Using 10x: What is it?

In this multiplication strategy, students use their knowledge of the tens times tables and the relationship to the five times tables to solve questions.

Overview

In all grades, practice in composing and decomposing numbers into ones, tens, and sometimes hundreds will help students link these important concepts to multi digit computations. When working with 10x, It is beneficial for students to understand why they can ‘add a zero’ and have the understanding that the number is getting ten times larger. Simply teaching to just add a zero does not support deeper understanding but is rather a procedure.

Notice that after multiplying a whole number by 10, there is always a 0 in the ones place of the product. This happens because after all the digits have moved left one place you end up with 0 ones. You can extend the same thinking to multiplying by 100 and 1000. 

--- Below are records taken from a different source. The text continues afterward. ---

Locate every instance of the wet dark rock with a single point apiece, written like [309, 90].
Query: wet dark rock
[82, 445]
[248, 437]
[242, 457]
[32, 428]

It may be tempting to simply give students rules about adding a zero to the end of the number when multiplying it by 10. However, it is important to focus on why adding zeros makes sense. With a firm foundation in why we add zeros, students will understand when it is appropriate to add zeros or when it isn't. For example, you don't add a 0 to the end when you multiply a decimal by 10 (4.2 x 10 = 42). 

The 10 X strategy is an essential building block as many strategies for multi digit multiplication depend on decomposing numbers into their place value to multiply by 10, 100, or 1000. This strategy will support students’ understanding of multiplying decimals and measurement conversions. It will also support students’ understanding of dividing by 10. 

Where to Next?

Once students are confident recognizing their 10x facts they can be encouraged to explore 5x as half of the x10 fact.